Invitation to Covenant

Invitation to Covenant

Covenant is a word I associate with the film Raiders of the Lost Ark – an ancient artifact with tremendous power (clearly, I did not grow up in Christian household!).  It isn’t a popular word today, but covenants can be a valuable tool for people living as a community.  As Unitarian Universalists we are a covenantal people – joined together not by a common creed – but by a choice to be together.  In today’s fragmented society, a covenant in which we choose to stand with one another has value.  Our UU covenant also asks us to relate to one another based on our principles, to honour the dignity of each person, to live interdependently.

Living with a covenant suggests we are most human when we bind ourselves in relationship. But not just any relationship – relationships of trust, mutual accountability and continual return.  So while we want to be authentic our individual selves, true to our own nature, we also need to be connected to one another.  We are more ourselves, more human, when we make commitments to one another.

This isn’t all sunshine and roses, as human beings we fail at our commitments, we forget, we don’t check in, we are careless.  the people you care about are going to disappoint, even hurt you.  This chalice community will disappoint you.  Life is lived in both failure and success.
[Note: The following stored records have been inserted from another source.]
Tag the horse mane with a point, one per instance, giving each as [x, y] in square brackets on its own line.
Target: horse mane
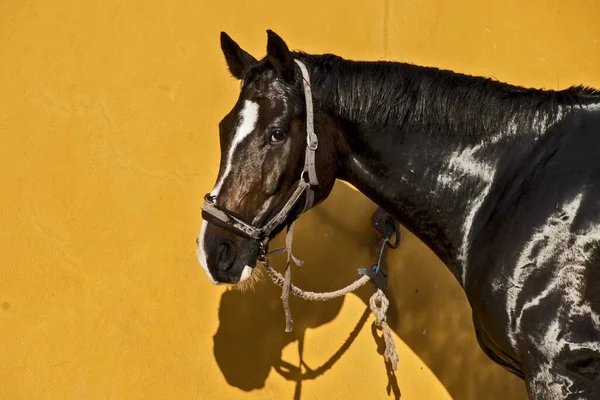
[394, 93]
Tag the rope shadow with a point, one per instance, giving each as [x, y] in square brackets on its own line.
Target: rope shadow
[428, 310]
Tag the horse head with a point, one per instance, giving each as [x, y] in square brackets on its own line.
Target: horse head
[269, 162]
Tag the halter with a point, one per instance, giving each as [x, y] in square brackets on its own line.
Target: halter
[308, 179]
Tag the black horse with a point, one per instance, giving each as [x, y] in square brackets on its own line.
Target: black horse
[501, 182]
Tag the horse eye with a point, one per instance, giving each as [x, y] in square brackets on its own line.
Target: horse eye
[277, 135]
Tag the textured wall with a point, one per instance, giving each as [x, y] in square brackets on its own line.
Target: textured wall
[108, 140]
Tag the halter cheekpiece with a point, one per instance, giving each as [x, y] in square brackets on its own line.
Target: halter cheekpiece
[308, 179]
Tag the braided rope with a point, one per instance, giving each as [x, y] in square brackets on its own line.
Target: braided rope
[378, 302]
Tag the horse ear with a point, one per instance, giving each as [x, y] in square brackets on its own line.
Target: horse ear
[238, 60]
[280, 56]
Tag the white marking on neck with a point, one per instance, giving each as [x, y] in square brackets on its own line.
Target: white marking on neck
[592, 107]
[464, 164]
[555, 235]
[247, 123]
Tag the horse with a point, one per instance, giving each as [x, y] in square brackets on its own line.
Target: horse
[501, 182]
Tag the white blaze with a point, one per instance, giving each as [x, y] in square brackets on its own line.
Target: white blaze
[246, 124]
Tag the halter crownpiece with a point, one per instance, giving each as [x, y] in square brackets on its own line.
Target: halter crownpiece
[308, 179]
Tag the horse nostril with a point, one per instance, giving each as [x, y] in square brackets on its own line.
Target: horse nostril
[226, 255]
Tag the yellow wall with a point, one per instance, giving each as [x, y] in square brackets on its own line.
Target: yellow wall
[108, 140]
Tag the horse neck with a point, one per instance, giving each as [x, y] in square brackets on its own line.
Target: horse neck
[425, 144]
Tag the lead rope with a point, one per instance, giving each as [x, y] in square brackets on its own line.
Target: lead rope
[378, 302]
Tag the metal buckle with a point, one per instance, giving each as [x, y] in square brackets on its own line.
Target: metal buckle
[313, 142]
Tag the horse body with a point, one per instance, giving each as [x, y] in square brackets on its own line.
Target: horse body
[501, 182]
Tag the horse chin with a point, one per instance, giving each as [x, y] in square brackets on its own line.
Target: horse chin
[249, 278]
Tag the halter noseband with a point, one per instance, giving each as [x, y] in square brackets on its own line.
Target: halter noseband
[308, 179]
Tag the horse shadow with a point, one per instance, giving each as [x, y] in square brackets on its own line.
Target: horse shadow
[428, 309]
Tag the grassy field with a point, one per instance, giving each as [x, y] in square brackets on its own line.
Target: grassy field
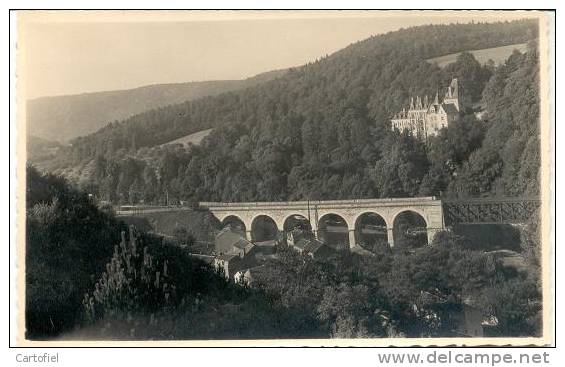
[195, 138]
[496, 54]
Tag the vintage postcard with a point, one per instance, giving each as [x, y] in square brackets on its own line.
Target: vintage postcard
[285, 178]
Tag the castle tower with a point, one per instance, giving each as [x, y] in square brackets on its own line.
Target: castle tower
[452, 94]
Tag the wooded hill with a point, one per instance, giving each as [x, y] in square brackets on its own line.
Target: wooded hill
[62, 118]
[322, 130]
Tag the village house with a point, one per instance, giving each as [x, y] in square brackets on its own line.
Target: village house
[317, 250]
[424, 119]
[233, 252]
[230, 241]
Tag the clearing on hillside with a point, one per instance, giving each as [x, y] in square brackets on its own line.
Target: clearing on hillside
[194, 138]
[496, 54]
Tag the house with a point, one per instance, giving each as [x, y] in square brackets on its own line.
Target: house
[228, 264]
[424, 119]
[230, 241]
[313, 248]
[233, 252]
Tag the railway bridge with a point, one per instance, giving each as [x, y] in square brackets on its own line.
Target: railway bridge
[319, 215]
[358, 217]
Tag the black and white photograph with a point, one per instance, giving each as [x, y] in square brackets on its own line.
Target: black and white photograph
[299, 178]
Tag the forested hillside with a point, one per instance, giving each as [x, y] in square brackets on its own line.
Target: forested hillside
[322, 130]
[62, 118]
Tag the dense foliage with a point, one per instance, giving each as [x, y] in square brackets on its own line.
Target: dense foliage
[68, 240]
[322, 130]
But living with a covenant asks us to find ways to reconnect and keep going; so we repair relationships even in disappointment and sorrow and find a way forward together.
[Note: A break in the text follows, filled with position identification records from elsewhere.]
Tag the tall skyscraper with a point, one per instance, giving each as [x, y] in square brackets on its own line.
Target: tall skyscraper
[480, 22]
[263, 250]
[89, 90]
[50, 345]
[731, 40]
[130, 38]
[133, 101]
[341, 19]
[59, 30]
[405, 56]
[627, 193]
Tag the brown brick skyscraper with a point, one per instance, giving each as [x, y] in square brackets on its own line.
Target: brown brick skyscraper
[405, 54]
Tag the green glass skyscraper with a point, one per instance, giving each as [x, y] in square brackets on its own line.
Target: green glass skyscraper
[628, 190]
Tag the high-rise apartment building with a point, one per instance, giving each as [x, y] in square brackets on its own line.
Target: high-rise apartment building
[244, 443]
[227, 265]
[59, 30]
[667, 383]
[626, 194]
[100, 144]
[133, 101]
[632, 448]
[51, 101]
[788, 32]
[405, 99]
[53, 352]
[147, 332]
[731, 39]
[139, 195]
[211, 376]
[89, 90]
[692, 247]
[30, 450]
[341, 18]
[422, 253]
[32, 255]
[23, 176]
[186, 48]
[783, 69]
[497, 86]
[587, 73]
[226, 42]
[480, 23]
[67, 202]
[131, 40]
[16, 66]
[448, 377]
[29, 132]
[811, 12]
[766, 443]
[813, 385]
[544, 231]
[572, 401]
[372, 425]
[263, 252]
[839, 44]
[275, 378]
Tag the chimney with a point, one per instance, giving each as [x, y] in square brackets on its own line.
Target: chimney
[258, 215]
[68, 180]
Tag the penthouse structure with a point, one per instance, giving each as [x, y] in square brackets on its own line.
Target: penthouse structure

Here at UCM, we created a covenant to clarify how we wished to treat one another.

We, the members of the Unitarian Congregation in Mississauga, affirm a Covenant of Right Relations.  As Unitarian Universalists, we come freely into community, guided by our seven principles and nourished by the six sources.

In good faith, we covenant to:

  • Assume good intentions.
  • Listen deeply and seek understanding.
  • Appreciate each person’s contributions.
  • Communicate directly with people when differences exist.
  • Speak to and about people with empathy and respect.
  • Seek peaceful and constructive resolutions to conflict.
  • Ask for help when we need help in dealing with situations.
  • Forgive each other and ourselves when mistakes are made.

Being in covenant asks us to work through heartbreak and re-connect.  To keep on being in relationship and take care of each other, to remember that we are all in this together.

This month, let us consider all the covenants in our lives, from marriage to family to church.  How is it to live in covenant?  How is it good for us?  Where do we struggle?  May we live with attention to the choices we make.